Equations (4.43) reduce to

$$(\omega_0^{~2} -\omega^2 -\omega\,{\mit \Omega})\,s_+ = -\frac{e}{m}\,E_+,$$ (678)

$$(\omega_0^{~2} -\omega^2 + \omega\,{\mit \Omega})\,s_- = -\frac{e}{m}\,E_-.$$ (679)

Defining $P_\pm = P_x\pm{\rm i}\,P_y$, it follows from Eq. (4.10) that

$$P_\pm = \frac{(N e^2/m)\,E_\pm}{\omega_0^{~2} -\omega^2 \mp \omega\, {\mit\Omega}}.$$ (680)

Finally, from Eq. (4.15), we can write

$$\epsilon_\pm\equiv n^{~2}_\pm= 1 + \frac{P_\pm}{\epsilon_0\,E_\pm},$$ (681)

giving

$$n^{~2}_\pm(\omega) = 1 + \frac{(Ne^2/\epsilon_0 m)} {\omega_0^{~2} -\omega^2 \mp \omega\, {\mit\Omega}}.$$ (682)

According to the dispersion relation (4.51), the refractive index of a magnetized dielectric medium can take one of two possible values, which presumably correspond to two different types of wave propagating along the $z$-axis. The first wave has the refractive index $n_+$ and an associated electric field [see Eqs. (4.45)]

$$E_x = E_0 \cos[(\omega/c)(n_+ z -c t)],$$ (683)

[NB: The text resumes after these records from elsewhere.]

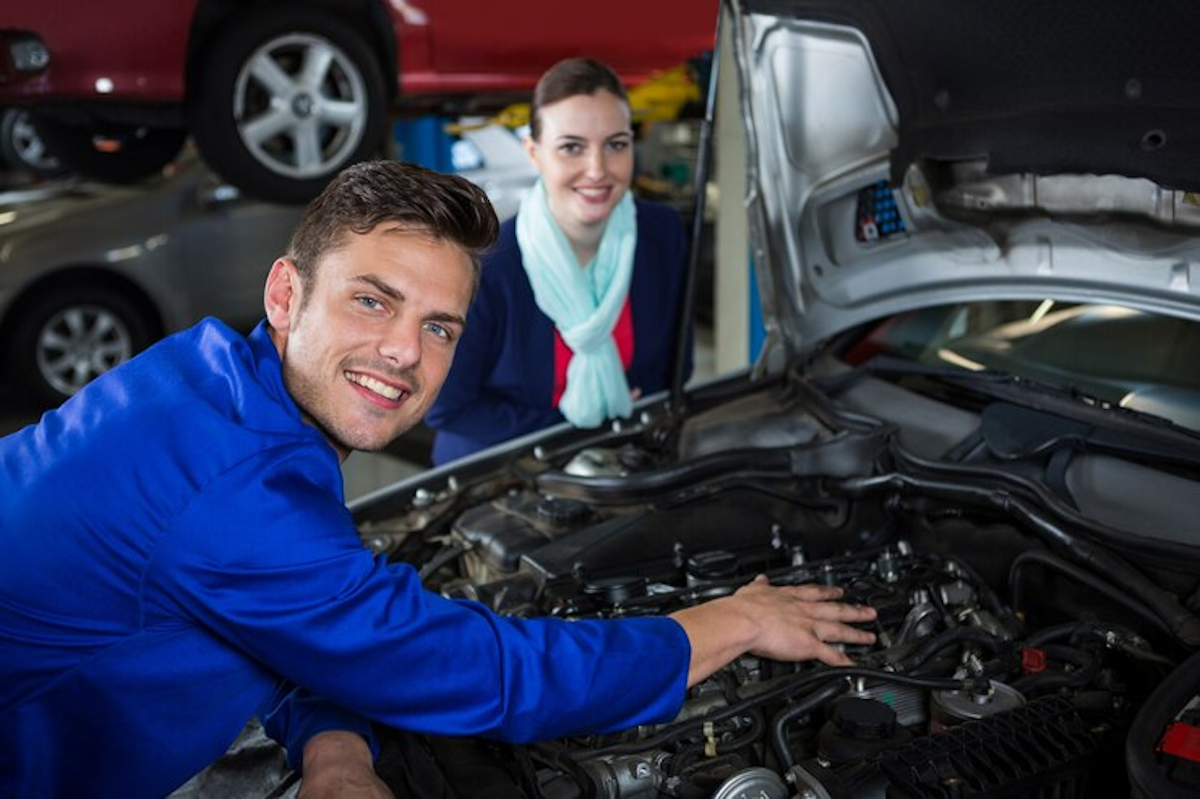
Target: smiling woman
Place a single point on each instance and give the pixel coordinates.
(580, 304)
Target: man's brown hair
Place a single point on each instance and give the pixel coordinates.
(360, 197)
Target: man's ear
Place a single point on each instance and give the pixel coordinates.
(281, 295)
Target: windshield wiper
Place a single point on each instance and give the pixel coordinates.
(1110, 425)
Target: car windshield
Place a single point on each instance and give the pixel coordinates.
(1120, 355)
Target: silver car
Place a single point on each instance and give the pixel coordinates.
(975, 228)
(91, 274)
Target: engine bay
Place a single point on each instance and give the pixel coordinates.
(1017, 652)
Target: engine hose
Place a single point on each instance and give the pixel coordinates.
(1147, 774)
(846, 454)
(1164, 605)
(949, 638)
(793, 712)
(1079, 575)
(784, 689)
(1086, 666)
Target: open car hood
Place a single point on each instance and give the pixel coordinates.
(912, 154)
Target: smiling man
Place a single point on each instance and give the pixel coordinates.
(178, 554)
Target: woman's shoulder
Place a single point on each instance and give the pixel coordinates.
(505, 253)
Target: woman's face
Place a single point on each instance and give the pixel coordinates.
(586, 158)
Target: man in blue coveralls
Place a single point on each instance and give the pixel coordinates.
(178, 556)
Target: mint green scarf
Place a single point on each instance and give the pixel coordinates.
(583, 304)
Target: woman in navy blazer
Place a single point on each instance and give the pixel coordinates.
(510, 366)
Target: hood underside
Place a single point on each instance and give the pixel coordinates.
(936, 151)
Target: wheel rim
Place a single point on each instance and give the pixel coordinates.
(28, 144)
(300, 106)
(79, 343)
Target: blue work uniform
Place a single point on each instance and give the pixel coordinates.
(175, 556)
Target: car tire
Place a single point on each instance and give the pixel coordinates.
(69, 336)
(269, 128)
(22, 146)
(114, 154)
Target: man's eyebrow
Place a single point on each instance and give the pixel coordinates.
(451, 318)
(391, 292)
(379, 286)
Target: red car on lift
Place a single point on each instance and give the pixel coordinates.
(280, 96)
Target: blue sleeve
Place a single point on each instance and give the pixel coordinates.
(270, 563)
(293, 715)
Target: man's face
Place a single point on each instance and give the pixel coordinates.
(366, 349)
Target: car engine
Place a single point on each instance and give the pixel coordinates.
(1014, 648)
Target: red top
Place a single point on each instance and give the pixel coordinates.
(622, 334)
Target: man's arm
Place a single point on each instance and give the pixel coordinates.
(340, 764)
(780, 623)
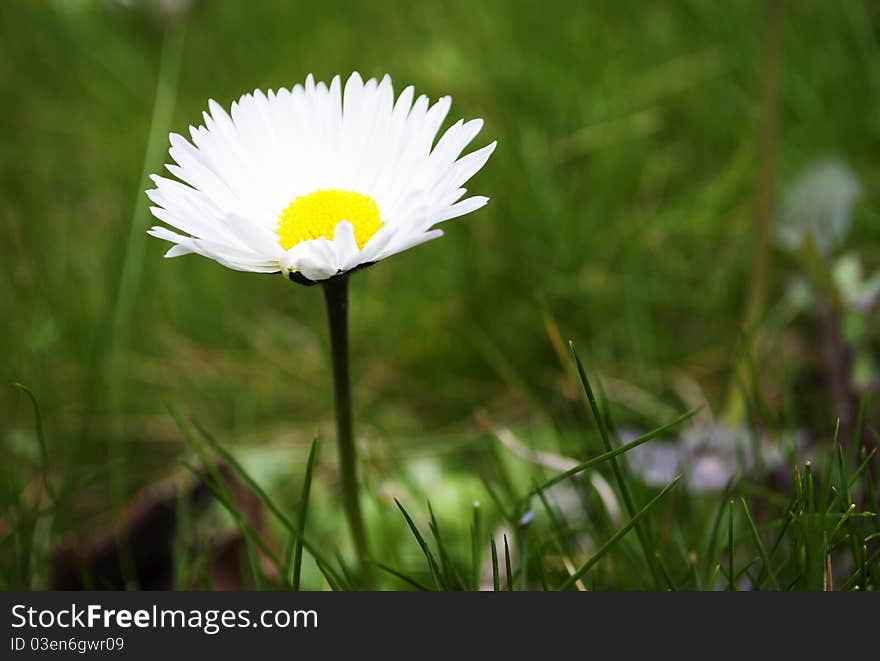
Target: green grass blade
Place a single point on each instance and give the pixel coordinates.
(607, 546)
(762, 551)
(496, 582)
(507, 565)
(606, 456)
(426, 550)
(303, 513)
(628, 501)
(403, 577)
(475, 548)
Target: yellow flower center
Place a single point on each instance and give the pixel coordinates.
(316, 215)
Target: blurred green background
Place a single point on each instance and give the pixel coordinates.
(626, 215)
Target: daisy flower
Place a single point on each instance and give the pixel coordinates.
(317, 180)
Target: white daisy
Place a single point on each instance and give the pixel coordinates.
(315, 181)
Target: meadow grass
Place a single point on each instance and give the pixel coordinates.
(625, 203)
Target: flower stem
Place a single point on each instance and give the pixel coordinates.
(336, 298)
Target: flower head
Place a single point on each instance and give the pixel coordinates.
(316, 180)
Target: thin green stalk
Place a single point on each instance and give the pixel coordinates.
(336, 299)
(642, 534)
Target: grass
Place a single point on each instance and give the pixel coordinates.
(625, 193)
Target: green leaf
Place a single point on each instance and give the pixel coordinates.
(607, 546)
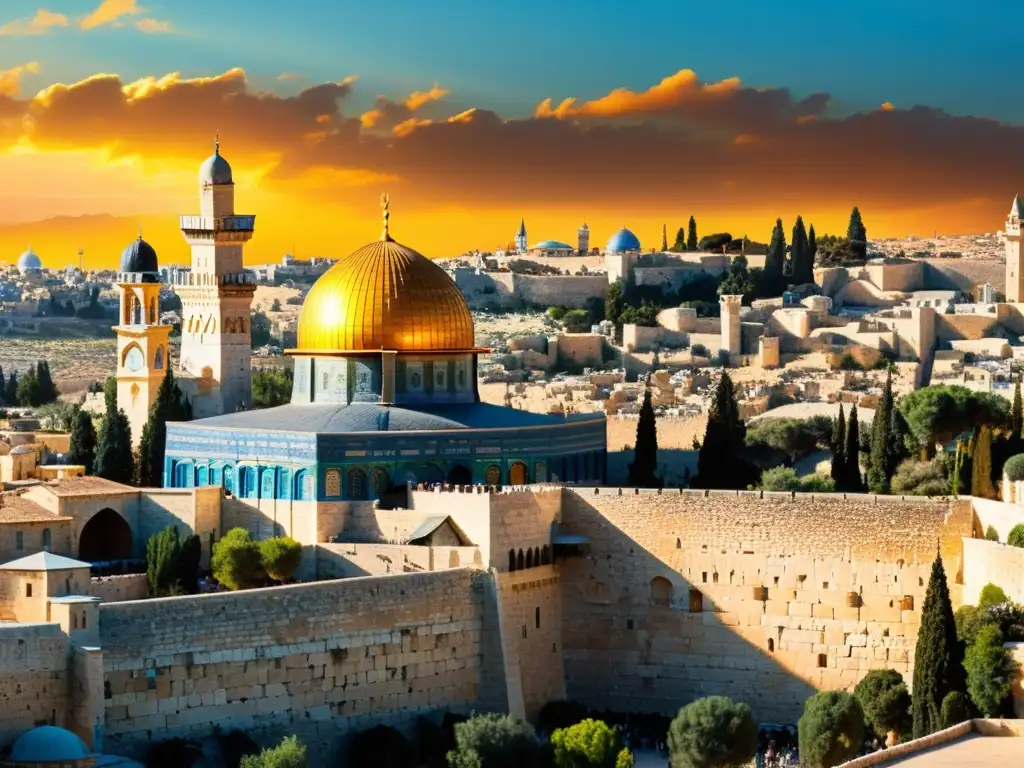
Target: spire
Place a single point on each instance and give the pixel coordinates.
(385, 203)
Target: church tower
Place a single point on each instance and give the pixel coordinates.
(216, 303)
(142, 348)
(520, 238)
(1015, 280)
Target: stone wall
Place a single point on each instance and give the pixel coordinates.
(33, 678)
(315, 659)
(762, 599)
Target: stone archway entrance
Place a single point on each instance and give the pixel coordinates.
(105, 537)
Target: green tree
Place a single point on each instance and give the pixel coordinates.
(990, 672)
(115, 460)
(237, 562)
(981, 465)
(289, 754)
(644, 466)
(856, 232)
(773, 281)
(281, 557)
(954, 710)
(168, 406)
(588, 744)
(713, 732)
(830, 730)
(494, 741)
(720, 461)
(82, 448)
(886, 701)
(691, 235)
(938, 667)
(852, 481)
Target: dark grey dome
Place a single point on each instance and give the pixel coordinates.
(139, 257)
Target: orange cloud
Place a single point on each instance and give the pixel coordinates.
(10, 80)
(41, 24)
(110, 11)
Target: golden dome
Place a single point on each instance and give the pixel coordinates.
(384, 296)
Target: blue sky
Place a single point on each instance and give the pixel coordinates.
(508, 55)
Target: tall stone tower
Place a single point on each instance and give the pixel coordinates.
(216, 304)
(1015, 278)
(520, 238)
(142, 348)
(730, 324)
(583, 240)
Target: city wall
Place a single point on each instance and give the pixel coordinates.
(315, 659)
(762, 598)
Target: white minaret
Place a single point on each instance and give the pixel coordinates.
(216, 303)
(1015, 281)
(142, 347)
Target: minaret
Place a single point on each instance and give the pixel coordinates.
(583, 240)
(216, 304)
(1015, 280)
(142, 341)
(520, 237)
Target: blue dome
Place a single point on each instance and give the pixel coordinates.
(48, 743)
(29, 260)
(622, 241)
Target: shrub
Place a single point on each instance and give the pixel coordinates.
(588, 744)
(494, 741)
(1013, 468)
(989, 671)
(830, 729)
(289, 754)
(236, 562)
(886, 701)
(991, 595)
(281, 557)
(954, 710)
(713, 732)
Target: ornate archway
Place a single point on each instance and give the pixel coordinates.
(105, 537)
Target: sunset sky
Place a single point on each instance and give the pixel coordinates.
(471, 115)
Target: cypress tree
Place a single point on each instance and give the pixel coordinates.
(857, 235)
(774, 261)
(115, 460)
(645, 453)
(852, 481)
(1016, 413)
(83, 441)
(838, 445)
(938, 659)
(720, 462)
(981, 465)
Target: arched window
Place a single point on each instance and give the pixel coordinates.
(660, 591)
(517, 474)
(356, 483)
(379, 481)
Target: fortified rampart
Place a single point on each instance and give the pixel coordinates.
(762, 599)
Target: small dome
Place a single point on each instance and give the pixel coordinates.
(29, 260)
(47, 743)
(215, 169)
(623, 241)
(139, 257)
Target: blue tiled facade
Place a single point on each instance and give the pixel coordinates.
(310, 466)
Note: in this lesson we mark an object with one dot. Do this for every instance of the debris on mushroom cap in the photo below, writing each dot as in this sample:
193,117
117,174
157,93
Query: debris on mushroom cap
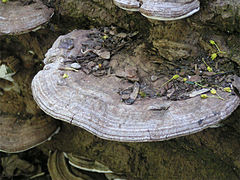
164,10
93,103
86,164
59,169
236,83
16,18
17,135
130,5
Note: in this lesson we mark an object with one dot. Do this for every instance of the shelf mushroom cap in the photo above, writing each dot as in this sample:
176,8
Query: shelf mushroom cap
86,164
16,18
17,135
93,103
169,10
163,10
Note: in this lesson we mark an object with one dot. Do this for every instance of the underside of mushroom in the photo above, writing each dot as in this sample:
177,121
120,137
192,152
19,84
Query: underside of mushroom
163,10
18,134
18,18
94,103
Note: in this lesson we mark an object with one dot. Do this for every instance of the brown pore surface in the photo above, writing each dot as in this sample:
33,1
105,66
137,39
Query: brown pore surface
16,18
94,103
17,135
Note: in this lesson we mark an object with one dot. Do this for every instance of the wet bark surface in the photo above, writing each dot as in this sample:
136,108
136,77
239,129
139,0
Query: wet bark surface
210,154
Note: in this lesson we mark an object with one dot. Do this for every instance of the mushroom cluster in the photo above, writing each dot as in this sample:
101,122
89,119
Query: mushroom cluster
19,134
18,18
164,10
93,103
66,166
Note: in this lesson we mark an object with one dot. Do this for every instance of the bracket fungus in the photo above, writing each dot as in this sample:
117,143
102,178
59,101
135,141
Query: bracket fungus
17,135
93,103
163,10
59,169
86,164
17,18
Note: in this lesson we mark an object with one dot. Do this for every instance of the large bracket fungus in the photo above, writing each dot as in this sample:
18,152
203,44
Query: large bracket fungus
94,103
164,10
17,135
17,18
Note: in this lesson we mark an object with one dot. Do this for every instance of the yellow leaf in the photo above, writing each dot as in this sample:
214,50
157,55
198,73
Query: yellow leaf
105,36
65,76
227,89
213,56
213,91
212,42
204,96
176,76
209,69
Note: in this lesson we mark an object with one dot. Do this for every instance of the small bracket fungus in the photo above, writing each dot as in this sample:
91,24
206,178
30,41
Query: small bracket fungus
17,135
93,103
163,10
16,18
86,164
59,169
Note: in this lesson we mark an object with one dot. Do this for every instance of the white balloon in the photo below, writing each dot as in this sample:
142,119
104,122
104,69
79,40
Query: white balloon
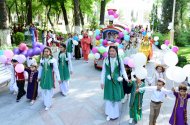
140,59
141,72
156,38
111,17
170,58
80,37
186,70
163,47
75,42
169,72
178,75
23,57
97,56
90,33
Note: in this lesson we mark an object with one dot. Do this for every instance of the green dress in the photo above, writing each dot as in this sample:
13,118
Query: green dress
113,89
63,67
136,101
69,46
47,76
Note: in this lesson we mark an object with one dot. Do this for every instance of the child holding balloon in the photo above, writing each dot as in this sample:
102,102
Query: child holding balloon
32,88
111,77
19,77
136,99
179,114
48,66
65,69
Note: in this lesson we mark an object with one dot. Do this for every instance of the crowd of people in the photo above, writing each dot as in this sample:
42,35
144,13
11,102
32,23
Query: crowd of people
118,80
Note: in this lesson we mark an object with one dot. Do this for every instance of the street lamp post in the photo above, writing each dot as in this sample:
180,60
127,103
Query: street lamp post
172,30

$$E_y = E_0 \sin[(\omega/c)(n_+ z-ct)].$$ (684)

This corresponds to a left-handed circularly polarized wave propagating in the $z$-direction with the phase velocity $c/n_+$. The second wave has the refractive index $n_-$ and an associated electric field

$$E_x = E_0 \cos[(\omega/c)(n_- z -c t)],$$ (685)

$$E_y = - E_0 \sin[(\omega/c)(n_- z-ct)].$$ (686)

This corresponds to a right-handed circularly polarized wave propagating in the $z$-direction with the phase velocity $c/n_-$. It is clear from Eq. (4.51) that $n_+ > n_-$. Thus, we conclude that in the presence of a $z$-directed magnetic field, a $z$-directed left-handed circularly polarized wave propagates with a phase velocity which is slightly less than that of the corresponding right-handed wave. It should be remarked that the refractive index is always real (in the absence of damping), so the magnetic field gives rise to no net absorption of electromagnetic radiation. This is not surprising since the magnetic field does no work on charged particles, and can therefore transfer no energy to the particles from any waves propagating through the medium.

We have seen that right-handed and left-handed circularly polarized waves propagate with different phase velocities through a magnetized dielectric medium. But, what does this imply for the propagation of a plane polarized wave? Let us superimpose the left-handed wave whose electric field is given by Eqs. (4.52) on the right-handed wave whose electric field is given by Eqs. (4.53). In the absence of a magnetic field $n_+=n_-=n$, and we obtain

$$E_x = 2 E_0 \cos[(\omega/c)(n z -c t)],$$ (687)

$$E_y = 0.$$ (688)

This, of course, is the field of a plane polarized wave (polarized along the $x$-direction) propagating along the $z$-axis with the phase velocity $c/n$. In the presence of a magnetic field we obtain

$$E_x = 2E_0 \cos[(\omega/c)(nz -ct)]\cos[(\omega/2c)(n_+-n_-)z],$$ (689)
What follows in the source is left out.